Coding With Fun
Home Docker Django Node.js Articles Python pip guide FAQ Policy

Apache Pig performs


May 26, 2021 Apache Pig


Table of contents


In the last chapter, we explained how to install Apache Pig. /b10> In this chapter, we'll discuss how to execute Apache Pig.

Apache Pig execution mode

You can run Apache Pig in two modes, Local and HDFS.

Local mode

In this mode, all files are installed and run from the local host and local file system, without Hadoop or HDFS. /b11> This pattern is typically used for testing purposes.

MapReduce mode

MapReduce mode is where we use Apache Pig to load or process data that exists in the Hadoop File System (HDFS). /b10>In this mode, whenever we execute a Pig Latin statement to process data, a MapReduce job is called on the back end to perform specific operations on the data that exists in HDFS.

Apache Pig execution mechanism

Apache Pig scripts can be executed in three ways: interactive mode, batch mode, and embedded mode.

  • Grunt shell - You can use Grunt shell to run Apache Pig in interactive mode. /b10> In this shell, you can enter the Pig Latin statement and get the output (using the Dump operator).

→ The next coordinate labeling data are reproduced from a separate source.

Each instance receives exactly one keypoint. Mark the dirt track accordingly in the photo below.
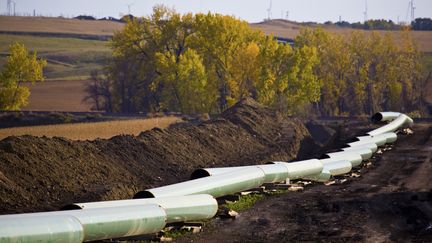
(390, 202)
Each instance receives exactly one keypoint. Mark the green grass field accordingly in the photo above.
(68, 58)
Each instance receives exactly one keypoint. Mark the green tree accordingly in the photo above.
(20, 67)
(204, 63)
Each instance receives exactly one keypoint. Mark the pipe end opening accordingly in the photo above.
(324, 156)
(70, 207)
(377, 117)
(199, 173)
(143, 194)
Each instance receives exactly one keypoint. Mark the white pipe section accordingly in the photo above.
(273, 172)
(178, 208)
(372, 146)
(336, 166)
(108, 223)
(384, 116)
(54, 228)
(390, 137)
(217, 186)
(365, 152)
(352, 156)
(300, 169)
(401, 121)
(379, 141)
(331, 167)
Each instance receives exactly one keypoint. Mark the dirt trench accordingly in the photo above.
(40, 174)
(390, 202)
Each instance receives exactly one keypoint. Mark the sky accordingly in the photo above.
(249, 10)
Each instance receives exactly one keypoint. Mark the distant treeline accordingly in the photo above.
(123, 19)
(382, 24)
(205, 63)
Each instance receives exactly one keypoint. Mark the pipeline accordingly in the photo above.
(152, 209)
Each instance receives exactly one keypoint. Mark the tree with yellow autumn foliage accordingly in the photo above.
(20, 67)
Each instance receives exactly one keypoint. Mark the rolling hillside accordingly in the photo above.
(74, 48)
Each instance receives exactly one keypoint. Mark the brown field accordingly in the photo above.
(91, 131)
(58, 96)
(68, 95)
(282, 28)
(288, 29)
(58, 25)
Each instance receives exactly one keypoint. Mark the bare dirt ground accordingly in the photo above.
(58, 96)
(39, 174)
(92, 130)
(391, 202)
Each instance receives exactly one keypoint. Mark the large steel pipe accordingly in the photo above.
(217, 186)
(384, 116)
(352, 156)
(178, 208)
(33, 228)
(372, 146)
(300, 169)
(273, 172)
(331, 167)
(401, 121)
(108, 223)
(378, 140)
(390, 137)
(365, 152)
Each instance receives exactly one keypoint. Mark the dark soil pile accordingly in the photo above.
(38, 174)
(390, 202)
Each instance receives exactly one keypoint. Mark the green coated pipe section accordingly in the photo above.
(217, 186)
(273, 172)
(106, 223)
(178, 208)
(54, 228)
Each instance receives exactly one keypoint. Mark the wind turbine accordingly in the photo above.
(366, 12)
(269, 11)
(129, 5)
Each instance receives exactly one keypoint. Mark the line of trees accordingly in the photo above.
(382, 24)
(365, 72)
(201, 63)
(207, 62)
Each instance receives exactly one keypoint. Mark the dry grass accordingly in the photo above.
(91, 131)
(58, 96)
(289, 29)
(58, 25)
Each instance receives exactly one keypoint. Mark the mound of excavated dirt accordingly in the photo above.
(390, 202)
(39, 174)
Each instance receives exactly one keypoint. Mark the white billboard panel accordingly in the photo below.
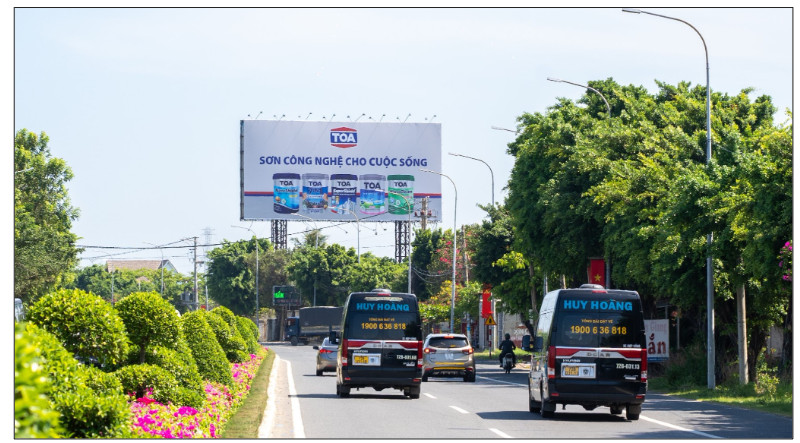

  • Batch Mode (Script) - You can run Apache Pig in batch mode by writing the Pig Latin script to a single file with the .pig extension.

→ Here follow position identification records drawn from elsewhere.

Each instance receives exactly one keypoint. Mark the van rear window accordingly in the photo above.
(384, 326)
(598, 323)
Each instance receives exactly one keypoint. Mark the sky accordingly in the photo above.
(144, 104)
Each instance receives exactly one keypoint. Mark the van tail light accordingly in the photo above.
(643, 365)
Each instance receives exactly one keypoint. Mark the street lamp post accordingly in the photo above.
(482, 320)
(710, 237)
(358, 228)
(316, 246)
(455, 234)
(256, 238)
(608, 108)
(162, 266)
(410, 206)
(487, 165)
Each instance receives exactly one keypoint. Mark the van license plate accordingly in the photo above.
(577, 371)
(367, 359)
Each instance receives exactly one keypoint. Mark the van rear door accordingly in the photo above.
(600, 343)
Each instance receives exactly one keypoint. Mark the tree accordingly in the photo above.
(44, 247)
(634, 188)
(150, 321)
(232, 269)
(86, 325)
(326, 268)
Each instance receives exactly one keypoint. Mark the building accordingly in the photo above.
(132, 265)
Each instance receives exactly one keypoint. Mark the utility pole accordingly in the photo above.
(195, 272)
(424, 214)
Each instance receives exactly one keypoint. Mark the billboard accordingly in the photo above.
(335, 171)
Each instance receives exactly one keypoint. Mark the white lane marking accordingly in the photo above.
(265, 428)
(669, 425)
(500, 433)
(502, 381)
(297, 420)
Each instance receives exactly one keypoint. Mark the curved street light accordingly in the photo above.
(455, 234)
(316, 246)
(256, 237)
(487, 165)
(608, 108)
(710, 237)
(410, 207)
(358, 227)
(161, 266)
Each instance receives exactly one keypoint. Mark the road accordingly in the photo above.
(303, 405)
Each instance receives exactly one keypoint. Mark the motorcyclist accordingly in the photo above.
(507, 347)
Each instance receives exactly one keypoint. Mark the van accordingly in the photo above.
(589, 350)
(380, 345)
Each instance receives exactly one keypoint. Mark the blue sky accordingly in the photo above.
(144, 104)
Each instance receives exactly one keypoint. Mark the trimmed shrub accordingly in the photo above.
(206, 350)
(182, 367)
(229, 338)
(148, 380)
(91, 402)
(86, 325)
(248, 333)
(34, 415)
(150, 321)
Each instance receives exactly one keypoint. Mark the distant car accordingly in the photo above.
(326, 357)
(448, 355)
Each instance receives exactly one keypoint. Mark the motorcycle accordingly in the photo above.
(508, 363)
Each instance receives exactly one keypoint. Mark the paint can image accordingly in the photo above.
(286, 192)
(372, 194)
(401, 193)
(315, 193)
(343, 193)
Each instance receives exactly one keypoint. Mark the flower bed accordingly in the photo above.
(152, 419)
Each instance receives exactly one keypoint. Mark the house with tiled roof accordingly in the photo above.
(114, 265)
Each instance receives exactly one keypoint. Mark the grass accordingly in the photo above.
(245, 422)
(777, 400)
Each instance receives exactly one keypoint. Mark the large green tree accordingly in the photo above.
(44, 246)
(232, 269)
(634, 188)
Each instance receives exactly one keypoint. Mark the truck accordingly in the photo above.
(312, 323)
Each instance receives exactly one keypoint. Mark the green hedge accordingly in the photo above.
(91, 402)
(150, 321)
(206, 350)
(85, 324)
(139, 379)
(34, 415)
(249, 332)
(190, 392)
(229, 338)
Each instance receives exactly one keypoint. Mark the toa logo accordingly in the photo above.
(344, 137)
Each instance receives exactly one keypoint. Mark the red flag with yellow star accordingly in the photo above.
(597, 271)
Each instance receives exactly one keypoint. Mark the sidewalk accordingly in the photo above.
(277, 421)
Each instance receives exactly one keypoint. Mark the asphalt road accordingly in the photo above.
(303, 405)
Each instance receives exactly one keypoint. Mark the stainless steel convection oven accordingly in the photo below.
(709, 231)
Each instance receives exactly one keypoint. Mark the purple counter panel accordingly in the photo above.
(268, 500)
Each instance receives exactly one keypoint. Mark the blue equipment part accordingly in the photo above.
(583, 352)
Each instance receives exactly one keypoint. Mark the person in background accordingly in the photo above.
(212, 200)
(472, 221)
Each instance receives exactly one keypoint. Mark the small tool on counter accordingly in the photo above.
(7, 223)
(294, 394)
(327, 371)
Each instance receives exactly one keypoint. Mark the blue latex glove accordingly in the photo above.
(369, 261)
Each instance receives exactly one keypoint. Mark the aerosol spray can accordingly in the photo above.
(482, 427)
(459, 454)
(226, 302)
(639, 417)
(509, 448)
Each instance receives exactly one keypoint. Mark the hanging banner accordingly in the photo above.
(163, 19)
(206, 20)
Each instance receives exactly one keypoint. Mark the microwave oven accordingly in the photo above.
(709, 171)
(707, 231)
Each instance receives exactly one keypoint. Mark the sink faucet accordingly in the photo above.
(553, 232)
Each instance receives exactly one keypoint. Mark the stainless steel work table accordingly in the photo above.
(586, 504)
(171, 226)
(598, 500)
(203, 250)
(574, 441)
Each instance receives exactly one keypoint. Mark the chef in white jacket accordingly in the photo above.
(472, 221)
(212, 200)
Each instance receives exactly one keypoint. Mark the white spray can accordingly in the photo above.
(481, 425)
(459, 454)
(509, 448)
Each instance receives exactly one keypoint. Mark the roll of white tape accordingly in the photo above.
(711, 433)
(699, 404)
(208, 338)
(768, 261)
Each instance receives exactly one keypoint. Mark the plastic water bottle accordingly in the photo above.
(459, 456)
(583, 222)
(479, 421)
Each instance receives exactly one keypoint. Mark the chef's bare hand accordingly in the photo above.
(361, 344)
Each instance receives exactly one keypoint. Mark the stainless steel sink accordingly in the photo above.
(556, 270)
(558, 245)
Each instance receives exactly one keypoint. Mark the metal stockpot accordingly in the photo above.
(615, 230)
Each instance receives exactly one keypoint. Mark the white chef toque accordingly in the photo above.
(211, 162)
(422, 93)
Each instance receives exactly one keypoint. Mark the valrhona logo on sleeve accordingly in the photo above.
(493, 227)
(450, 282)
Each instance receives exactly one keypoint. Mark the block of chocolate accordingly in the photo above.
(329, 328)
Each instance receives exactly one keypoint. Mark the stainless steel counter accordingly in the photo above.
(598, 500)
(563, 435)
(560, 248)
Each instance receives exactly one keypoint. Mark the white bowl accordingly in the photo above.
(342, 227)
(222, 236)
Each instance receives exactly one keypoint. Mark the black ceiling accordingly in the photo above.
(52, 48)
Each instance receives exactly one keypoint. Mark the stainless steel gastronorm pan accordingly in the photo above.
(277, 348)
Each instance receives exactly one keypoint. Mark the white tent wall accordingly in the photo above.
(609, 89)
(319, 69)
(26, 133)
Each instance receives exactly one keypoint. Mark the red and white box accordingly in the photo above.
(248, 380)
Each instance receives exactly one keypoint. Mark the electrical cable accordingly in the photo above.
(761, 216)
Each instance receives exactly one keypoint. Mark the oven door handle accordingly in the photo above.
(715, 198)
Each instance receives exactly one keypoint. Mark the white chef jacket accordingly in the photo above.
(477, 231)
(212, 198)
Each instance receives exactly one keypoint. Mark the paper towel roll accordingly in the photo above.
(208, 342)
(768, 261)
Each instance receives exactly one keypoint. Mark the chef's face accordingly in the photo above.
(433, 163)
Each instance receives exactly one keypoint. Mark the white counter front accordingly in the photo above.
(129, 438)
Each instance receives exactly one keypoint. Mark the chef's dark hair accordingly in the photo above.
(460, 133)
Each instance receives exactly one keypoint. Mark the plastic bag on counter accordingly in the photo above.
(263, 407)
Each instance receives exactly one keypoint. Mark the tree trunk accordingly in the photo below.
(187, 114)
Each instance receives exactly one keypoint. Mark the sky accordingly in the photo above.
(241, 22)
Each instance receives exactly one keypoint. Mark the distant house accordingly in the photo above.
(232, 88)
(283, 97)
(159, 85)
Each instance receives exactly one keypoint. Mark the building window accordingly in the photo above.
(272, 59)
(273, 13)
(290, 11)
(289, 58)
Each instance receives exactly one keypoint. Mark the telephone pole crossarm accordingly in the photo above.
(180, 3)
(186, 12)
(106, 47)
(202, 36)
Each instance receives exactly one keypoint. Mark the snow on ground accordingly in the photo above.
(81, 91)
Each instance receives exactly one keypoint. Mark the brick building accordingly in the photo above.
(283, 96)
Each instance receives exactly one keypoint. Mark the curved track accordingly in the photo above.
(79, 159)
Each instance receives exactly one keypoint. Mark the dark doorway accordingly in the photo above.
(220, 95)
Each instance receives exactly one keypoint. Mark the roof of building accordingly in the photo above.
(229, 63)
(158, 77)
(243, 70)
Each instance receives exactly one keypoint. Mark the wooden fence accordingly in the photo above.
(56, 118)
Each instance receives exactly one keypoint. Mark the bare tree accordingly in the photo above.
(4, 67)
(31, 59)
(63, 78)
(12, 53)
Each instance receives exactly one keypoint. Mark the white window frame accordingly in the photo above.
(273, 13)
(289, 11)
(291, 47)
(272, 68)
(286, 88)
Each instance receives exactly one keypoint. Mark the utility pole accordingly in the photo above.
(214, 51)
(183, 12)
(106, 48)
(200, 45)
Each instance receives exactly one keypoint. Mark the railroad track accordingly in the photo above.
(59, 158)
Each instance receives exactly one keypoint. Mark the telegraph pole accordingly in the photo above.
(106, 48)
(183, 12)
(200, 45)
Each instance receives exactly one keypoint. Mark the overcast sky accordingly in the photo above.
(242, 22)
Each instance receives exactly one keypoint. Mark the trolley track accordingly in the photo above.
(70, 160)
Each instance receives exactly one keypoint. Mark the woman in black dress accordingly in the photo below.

  • Embedded Mode (UDF) - Apache Pig allows us to define our own functions (UDF user-defined functions) in programming languages such as Java and use them in our scripts.

Call the Grunt shell

You can use the "-x" option to call the Grunt shell in the desired mode (local/MapReduce), as shown below.

Local mode MapReduce mode

Command (Command) -

$ ./pig -x local

Command (Command) -

$ ./pig -x mapreduce

Output (Output) -

Apache Pig performs

Output (Output) -

Apache Pig performs

Both commands give the Grunt shell prompt, as shown below.

grunt>

You can exit the Grunt shell using "ctrl-d".

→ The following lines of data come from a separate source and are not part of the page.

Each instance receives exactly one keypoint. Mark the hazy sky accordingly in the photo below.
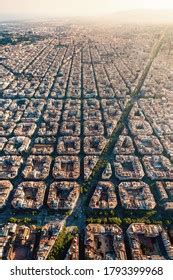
(78, 7)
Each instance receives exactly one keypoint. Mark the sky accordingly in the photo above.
(77, 7)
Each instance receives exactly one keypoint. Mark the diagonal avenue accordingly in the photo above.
(77, 216)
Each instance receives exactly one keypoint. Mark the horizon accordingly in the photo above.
(77, 8)
(24, 17)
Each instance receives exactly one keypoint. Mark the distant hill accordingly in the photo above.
(142, 16)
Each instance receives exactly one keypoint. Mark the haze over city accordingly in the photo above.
(86, 130)
(22, 8)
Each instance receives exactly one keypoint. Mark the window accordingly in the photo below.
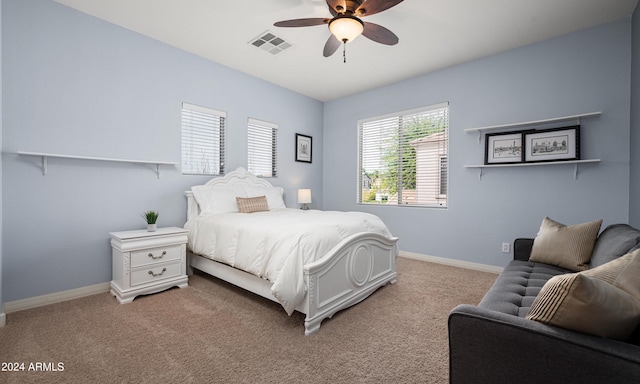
(262, 148)
(403, 158)
(203, 137)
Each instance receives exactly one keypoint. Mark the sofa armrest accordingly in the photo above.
(491, 347)
(522, 249)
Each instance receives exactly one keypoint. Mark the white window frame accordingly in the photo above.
(203, 140)
(262, 148)
(381, 159)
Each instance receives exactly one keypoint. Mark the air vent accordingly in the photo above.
(271, 43)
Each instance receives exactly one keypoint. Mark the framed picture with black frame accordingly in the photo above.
(556, 144)
(503, 148)
(304, 148)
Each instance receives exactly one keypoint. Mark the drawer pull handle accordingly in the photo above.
(158, 274)
(157, 257)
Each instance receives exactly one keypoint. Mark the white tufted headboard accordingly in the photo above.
(239, 177)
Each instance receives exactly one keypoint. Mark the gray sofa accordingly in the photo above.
(494, 342)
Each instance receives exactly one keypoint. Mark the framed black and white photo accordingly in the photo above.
(503, 148)
(557, 144)
(303, 148)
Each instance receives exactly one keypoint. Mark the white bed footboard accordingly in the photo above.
(350, 272)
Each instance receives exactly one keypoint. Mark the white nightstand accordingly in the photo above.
(148, 262)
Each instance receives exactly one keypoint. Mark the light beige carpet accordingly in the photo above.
(212, 332)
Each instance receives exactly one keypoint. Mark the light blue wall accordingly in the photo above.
(634, 191)
(577, 73)
(2, 316)
(76, 85)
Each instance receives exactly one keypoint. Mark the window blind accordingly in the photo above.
(403, 158)
(262, 148)
(203, 138)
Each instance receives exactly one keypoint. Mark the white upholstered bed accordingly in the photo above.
(325, 262)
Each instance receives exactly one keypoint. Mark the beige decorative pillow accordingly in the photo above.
(610, 271)
(629, 278)
(567, 246)
(586, 304)
(252, 204)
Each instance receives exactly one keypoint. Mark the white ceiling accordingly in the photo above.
(433, 34)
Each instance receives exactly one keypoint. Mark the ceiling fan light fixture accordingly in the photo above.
(346, 28)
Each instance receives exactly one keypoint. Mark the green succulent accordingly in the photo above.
(150, 216)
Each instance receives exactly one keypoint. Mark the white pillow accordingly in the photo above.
(273, 194)
(213, 200)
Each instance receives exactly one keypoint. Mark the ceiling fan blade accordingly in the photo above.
(302, 22)
(379, 34)
(371, 7)
(337, 6)
(331, 46)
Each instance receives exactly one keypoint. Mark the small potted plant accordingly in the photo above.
(151, 217)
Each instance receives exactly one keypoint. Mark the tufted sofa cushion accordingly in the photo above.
(517, 286)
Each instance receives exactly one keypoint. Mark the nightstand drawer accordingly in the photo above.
(155, 255)
(155, 273)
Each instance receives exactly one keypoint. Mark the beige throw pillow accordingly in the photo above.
(566, 246)
(252, 204)
(586, 304)
(602, 301)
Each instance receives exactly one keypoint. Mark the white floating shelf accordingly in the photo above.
(574, 162)
(45, 157)
(536, 122)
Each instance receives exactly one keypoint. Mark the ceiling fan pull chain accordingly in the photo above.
(344, 51)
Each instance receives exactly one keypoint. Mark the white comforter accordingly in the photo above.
(275, 245)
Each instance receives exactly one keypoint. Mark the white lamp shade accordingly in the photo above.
(304, 196)
(346, 28)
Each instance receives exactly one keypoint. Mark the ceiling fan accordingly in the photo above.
(346, 24)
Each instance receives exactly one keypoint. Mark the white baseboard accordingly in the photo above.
(39, 301)
(452, 262)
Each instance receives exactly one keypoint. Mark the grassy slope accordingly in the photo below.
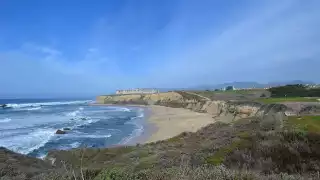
(289, 99)
(194, 155)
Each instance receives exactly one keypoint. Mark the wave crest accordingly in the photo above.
(5, 120)
(34, 105)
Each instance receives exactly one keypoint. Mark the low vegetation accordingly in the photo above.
(287, 99)
(244, 149)
(297, 90)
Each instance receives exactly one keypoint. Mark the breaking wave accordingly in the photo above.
(25, 105)
(26, 143)
(5, 120)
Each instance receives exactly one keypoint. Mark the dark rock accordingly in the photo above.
(60, 132)
(3, 106)
(18, 166)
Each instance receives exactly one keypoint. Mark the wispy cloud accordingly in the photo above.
(263, 41)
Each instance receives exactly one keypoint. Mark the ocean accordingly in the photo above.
(28, 126)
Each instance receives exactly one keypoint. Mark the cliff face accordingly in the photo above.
(237, 109)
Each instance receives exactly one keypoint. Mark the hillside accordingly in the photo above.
(261, 141)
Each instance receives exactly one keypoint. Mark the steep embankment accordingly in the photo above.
(198, 103)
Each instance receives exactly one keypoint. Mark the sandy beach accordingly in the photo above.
(170, 122)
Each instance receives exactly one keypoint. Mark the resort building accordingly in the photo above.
(137, 91)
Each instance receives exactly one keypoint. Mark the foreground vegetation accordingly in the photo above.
(287, 99)
(297, 90)
(271, 147)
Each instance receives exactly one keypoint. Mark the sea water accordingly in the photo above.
(29, 126)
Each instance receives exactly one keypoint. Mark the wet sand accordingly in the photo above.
(170, 122)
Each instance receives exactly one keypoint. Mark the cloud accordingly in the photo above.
(273, 35)
(263, 41)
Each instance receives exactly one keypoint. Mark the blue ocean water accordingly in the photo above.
(28, 126)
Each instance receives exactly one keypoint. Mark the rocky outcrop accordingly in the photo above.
(18, 166)
(60, 132)
(180, 99)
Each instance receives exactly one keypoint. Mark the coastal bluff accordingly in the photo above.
(181, 99)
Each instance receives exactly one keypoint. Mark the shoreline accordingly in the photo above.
(148, 128)
(170, 122)
(161, 123)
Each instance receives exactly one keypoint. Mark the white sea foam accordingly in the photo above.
(26, 143)
(78, 135)
(34, 108)
(24, 105)
(75, 144)
(5, 120)
(73, 113)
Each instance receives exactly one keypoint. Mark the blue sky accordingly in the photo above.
(94, 47)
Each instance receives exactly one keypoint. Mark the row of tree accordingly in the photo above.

After calling the Grunt shell, you can execute the Pig script by entering the Pig Latin statement in Pig directly.

grunt> customers = LOAD 'customers.txt' USING PigStorage(',');

Perform Apache Pig in batch mode

You can write the entire Pig Latin script in the file and execute it using -x command. /b10> Let's assume that there is a sample_script in a file called "1.pig", as shown below.

Sample_script.pig

student = LOAD 'hdfs://localhost:9000/pig_data/student.txt' USING
   PigStorage(',') as (id:int,name:chararray,city:chararray);
  
Dump student;

Now you can execute the script in the file above, as shown below.

Local mode MapReduce mode
$ pig -x local Sample_script.pig $ pig -x mapreduce Sample_script.pig

Note: We'll discuss in detail how to run pig scripts in Batch Mode and Embedding Mode.